Emergency care, possibly surgery, and rehabilitation are essential for treatment. Specialists aim to minimize pain and restore function, emphasizing the importance of prompt, professional care to prevent further injury and ensure the best recovery outcome.

Acute Disc Injury

When a disc is injured, it may lead to disc herniation, which can result in inflammation and pain in the area. In response to this pain, your body automatically tries to find a position that minimizes discomfort. This response is known as antalgic posture or antalgia. It’s a protective mechanism where your body adjusts its posture to relieve pressure from the injured disc. For example, if the wounded disc is on the left side of your spine, you might lean to your right side to reduce pressure and pain on the left side.

This leaning or shift in posture can give the impression that a bone in your spine has become misaligned. Observers might think that the spine itself has structurally shifted. However, this is not the case. The apparent misalignment is due to the body’s temporary adjustment in posture to reduce pain and pressure on the injured disc.

an x-ray of a lumbar spine in an antalgic posture


a close-up view of a segment of the spinal column, focusing on a single vertebra that is visibly out of alignment compared to its neighbors

Chiropractors frequently discuss spinal misalignments or subluxations as a critical reason for pain and discomfort, suggesting that bones can shift out of their proper alignment. However, the concept of bones moving out of alignment is misleading. The human spine is a robust structure designed to support and move harmoniously with the body.

When chiropractors refer to “misalignments” or demonstrate what they claim to be misalignments on an X-ray, it’s crucial to understand that these images might not show a change before and after treatment. What is often perceived or labelled as misalignment might not involve the bones themselves moving out of place in the everyday sense.
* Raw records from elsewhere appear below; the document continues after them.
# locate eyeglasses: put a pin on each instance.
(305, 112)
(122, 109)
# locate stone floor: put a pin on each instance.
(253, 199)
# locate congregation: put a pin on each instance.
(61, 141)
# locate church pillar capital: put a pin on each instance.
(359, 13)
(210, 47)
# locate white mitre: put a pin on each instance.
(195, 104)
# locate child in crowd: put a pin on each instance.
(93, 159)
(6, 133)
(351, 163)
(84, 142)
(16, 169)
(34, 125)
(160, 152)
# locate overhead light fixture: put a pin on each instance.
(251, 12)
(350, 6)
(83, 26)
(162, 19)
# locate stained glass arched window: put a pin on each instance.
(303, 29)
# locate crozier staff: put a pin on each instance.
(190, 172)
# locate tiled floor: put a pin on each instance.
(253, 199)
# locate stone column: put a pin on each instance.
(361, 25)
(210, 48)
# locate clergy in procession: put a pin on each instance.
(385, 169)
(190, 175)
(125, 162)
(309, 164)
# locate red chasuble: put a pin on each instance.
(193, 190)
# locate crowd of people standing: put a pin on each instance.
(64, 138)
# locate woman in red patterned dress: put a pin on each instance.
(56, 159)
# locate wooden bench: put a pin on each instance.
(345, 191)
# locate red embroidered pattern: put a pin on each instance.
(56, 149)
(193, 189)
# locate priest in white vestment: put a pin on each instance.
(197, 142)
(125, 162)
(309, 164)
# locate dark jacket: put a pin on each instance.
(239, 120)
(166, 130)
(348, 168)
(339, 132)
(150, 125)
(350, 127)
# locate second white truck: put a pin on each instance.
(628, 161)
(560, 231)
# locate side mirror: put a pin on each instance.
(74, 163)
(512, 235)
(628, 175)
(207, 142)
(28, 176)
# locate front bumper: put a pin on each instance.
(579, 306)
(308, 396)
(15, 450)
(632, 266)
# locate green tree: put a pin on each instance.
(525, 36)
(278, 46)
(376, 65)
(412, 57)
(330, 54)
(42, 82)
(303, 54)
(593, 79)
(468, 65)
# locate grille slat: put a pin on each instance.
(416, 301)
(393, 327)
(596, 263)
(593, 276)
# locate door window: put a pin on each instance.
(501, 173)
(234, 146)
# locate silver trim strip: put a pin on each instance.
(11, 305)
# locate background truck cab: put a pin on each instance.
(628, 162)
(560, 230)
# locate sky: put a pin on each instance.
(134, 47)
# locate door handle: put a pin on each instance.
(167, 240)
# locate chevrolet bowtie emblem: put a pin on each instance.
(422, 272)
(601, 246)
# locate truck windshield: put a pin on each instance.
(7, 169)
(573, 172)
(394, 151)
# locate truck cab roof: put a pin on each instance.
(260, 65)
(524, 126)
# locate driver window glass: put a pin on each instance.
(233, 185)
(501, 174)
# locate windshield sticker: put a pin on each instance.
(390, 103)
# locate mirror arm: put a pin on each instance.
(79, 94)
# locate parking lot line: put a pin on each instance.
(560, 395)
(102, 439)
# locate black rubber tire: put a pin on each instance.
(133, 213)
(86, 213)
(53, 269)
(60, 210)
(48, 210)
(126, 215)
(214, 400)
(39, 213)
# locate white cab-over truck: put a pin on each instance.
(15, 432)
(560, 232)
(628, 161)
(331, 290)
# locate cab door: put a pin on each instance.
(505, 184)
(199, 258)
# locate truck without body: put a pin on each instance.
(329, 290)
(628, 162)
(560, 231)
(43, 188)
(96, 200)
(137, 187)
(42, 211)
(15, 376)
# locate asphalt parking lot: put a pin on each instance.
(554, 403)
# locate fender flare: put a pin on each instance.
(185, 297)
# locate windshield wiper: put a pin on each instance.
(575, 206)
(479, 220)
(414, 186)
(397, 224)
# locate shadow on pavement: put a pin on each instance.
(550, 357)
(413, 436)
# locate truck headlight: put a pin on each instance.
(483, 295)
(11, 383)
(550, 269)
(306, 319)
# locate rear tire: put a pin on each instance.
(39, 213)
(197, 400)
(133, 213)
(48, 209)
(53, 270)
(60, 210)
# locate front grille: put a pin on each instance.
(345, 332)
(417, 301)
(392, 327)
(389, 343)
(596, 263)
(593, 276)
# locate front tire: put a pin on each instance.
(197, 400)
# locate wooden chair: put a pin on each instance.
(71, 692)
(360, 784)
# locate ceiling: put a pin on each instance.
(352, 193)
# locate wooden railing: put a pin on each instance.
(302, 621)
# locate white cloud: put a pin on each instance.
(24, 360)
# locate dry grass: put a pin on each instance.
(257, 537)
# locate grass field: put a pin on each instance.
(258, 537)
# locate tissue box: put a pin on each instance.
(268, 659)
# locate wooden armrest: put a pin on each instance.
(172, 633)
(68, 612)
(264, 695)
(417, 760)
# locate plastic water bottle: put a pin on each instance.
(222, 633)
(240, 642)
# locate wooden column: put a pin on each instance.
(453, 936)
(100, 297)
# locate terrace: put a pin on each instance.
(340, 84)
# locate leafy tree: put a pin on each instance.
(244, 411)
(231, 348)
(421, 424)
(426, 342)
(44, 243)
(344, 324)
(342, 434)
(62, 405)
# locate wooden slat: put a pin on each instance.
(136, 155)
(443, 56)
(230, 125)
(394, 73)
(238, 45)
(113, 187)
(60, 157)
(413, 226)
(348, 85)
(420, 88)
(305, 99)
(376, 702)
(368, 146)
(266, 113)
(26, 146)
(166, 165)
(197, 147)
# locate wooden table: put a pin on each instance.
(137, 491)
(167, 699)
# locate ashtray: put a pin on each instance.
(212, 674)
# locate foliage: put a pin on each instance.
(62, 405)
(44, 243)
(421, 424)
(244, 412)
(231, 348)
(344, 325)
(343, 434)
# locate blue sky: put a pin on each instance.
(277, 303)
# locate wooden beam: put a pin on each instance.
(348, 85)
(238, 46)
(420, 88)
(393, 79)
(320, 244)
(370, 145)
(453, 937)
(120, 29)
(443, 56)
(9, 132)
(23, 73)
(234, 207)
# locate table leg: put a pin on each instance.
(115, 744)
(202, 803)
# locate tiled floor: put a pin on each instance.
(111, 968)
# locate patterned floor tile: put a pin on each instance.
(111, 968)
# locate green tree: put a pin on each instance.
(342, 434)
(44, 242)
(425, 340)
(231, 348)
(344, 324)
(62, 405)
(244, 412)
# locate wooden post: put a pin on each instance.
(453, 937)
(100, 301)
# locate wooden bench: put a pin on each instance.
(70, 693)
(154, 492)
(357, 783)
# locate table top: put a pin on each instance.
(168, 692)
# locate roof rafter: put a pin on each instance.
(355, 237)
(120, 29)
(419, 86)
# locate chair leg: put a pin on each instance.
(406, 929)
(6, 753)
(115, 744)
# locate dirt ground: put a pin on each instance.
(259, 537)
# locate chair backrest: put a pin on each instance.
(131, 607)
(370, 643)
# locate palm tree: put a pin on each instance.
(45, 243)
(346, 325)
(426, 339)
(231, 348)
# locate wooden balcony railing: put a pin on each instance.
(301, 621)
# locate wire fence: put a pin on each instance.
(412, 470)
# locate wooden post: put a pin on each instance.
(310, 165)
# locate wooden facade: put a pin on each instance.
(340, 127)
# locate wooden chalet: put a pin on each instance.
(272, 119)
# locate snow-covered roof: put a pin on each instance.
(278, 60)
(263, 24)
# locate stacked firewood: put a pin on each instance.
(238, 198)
Instead, chiropractors often detect and address areas of stiffness, muscle tension, and reduced mobility within the spine. These symptoms can cause discomfort and limit movement, creating the sensation that something is “out of place.”
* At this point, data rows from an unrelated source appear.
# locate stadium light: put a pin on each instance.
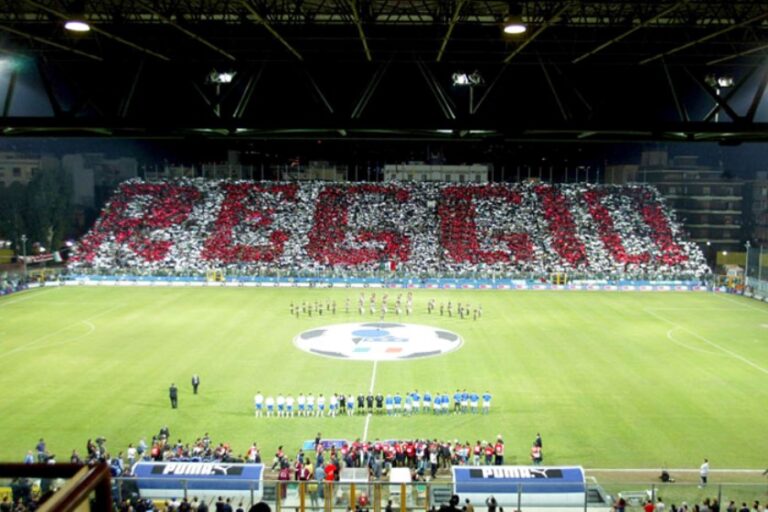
(513, 23)
(461, 79)
(221, 77)
(77, 26)
(718, 82)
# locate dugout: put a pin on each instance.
(352, 486)
(206, 480)
(400, 487)
(529, 487)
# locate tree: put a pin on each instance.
(13, 212)
(49, 207)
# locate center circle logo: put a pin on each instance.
(378, 341)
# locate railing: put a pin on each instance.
(59, 487)
(375, 496)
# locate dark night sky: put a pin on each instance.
(742, 160)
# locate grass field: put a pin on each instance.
(611, 380)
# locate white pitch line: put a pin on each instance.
(741, 303)
(712, 343)
(27, 297)
(676, 470)
(37, 341)
(678, 342)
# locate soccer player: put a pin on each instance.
(301, 402)
(457, 402)
(446, 402)
(474, 402)
(310, 405)
(426, 402)
(498, 451)
(350, 405)
(320, 405)
(258, 403)
(360, 403)
(486, 402)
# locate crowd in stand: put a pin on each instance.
(371, 305)
(191, 226)
(319, 464)
(391, 404)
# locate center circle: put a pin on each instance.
(378, 341)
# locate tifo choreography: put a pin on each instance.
(391, 404)
(191, 225)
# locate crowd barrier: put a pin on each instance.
(404, 283)
(374, 496)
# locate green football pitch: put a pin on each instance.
(611, 380)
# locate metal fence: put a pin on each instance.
(422, 496)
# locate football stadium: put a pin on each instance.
(458, 255)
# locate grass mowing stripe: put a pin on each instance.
(709, 342)
(594, 372)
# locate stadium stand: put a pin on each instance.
(422, 229)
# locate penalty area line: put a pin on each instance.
(709, 342)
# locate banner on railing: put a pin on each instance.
(524, 485)
(171, 479)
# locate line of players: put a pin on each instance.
(374, 306)
(463, 402)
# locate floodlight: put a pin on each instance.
(460, 79)
(725, 81)
(514, 25)
(719, 81)
(77, 26)
(221, 77)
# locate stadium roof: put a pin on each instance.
(586, 70)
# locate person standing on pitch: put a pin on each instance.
(704, 473)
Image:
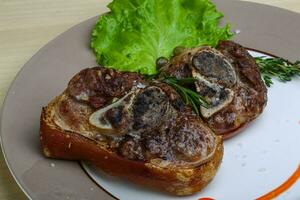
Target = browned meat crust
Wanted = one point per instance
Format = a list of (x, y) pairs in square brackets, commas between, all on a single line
[(250, 93)]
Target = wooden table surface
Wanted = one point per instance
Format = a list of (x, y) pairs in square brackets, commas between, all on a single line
[(27, 25)]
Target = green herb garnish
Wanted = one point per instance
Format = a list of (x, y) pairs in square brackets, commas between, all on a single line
[(189, 96), (277, 67), (136, 32)]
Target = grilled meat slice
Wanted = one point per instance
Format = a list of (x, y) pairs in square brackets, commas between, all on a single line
[(137, 129), (229, 79)]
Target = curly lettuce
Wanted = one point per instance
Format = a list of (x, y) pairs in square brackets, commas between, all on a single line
[(136, 32)]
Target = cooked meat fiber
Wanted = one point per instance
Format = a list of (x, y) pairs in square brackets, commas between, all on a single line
[(139, 120), (229, 79)]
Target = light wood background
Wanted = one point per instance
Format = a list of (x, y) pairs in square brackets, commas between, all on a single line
[(27, 25)]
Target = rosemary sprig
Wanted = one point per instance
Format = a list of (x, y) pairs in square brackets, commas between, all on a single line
[(277, 67), (189, 96)]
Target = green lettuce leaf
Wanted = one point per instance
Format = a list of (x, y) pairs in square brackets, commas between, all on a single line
[(136, 32)]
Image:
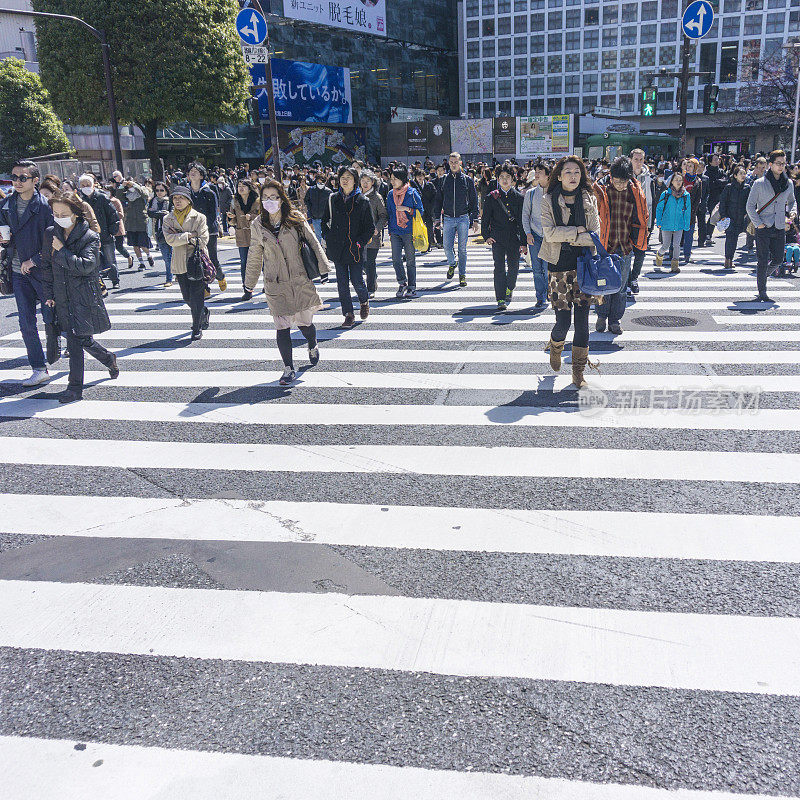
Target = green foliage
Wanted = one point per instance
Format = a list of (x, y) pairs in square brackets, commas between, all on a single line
[(171, 60), (28, 124)]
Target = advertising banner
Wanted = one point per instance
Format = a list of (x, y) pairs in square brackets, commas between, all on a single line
[(363, 16), (545, 136), (309, 144), (305, 92), (505, 135)]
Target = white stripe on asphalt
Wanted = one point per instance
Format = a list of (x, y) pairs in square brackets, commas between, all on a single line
[(323, 414), (624, 534), (319, 379), (49, 768), (506, 462), (705, 652)]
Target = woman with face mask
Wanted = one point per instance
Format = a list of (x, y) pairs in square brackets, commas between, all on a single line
[(276, 238), (71, 279)]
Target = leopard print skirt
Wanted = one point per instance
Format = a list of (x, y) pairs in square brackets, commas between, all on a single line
[(564, 291)]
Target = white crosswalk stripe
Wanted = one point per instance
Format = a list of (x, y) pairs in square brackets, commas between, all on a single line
[(426, 564)]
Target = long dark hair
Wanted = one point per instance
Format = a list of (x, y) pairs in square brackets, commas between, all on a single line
[(289, 214)]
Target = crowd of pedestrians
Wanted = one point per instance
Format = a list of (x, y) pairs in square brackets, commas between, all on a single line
[(59, 236)]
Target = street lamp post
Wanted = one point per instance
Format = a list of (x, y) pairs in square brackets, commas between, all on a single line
[(104, 48)]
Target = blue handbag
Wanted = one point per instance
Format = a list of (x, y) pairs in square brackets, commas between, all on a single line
[(600, 274)]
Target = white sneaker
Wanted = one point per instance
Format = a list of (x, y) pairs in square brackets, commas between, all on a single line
[(38, 377)]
The Benefits of Spinal Adjustments

Chiropractic adjustments, a core component of chiropractic care, are often misunderstood as a method to correct spinal “misalignments.”

However, their primary goal is not to mechanically realign bones but to enhance joint mobility and improve neurological feedback between the joints and the brain. This clarification helps to demystify how chiropractic adjustments contribute to improved health and well-being.

Sedentary postures and excessive computer and phone use can create tension in the muscles surrounding joint structures. Chiropractic adjustments address these issues by applying controlled forces to joints that have become restricted in movement. They can increase the range of motion, reduce pain, and improve joint movement efficiency.

The enhanced mobility following an adjustment can also lead to better neurological feedback. Each joint in the body is surrounded by nerve endings that send information about movement and position to the brain. Therefore, improving joint function can enhance the brain’s ability to perceive how and where the body moves in space, known as proprioception.

This enhanced feedback loop helps the body maintain balance, coordination, and overall physical function.

hand's placed on a woman's neck prior to a neck adjustment


In exploring spinal health, we debunked myths about spinal misalignments and clarified the roles of chiropractic care and conditions like spondylolisthesis. We learned that the spine is a complex structure, and care often involves improving joint mobility and addressing lifestyle factors such as sedentary behaviour and phone use. For conditions like degenerative spondylolisthesis, treatment varies, with surgery as an option for severe cases, though not commonly needed.

Understanding and managing spinal health requires a multifaceted approach, blending medical insight with lifestyle adjustments. This discussion highlights the importance of informed choices in spinal care, aiming to enhance well-being and prevent spinal issues effectively.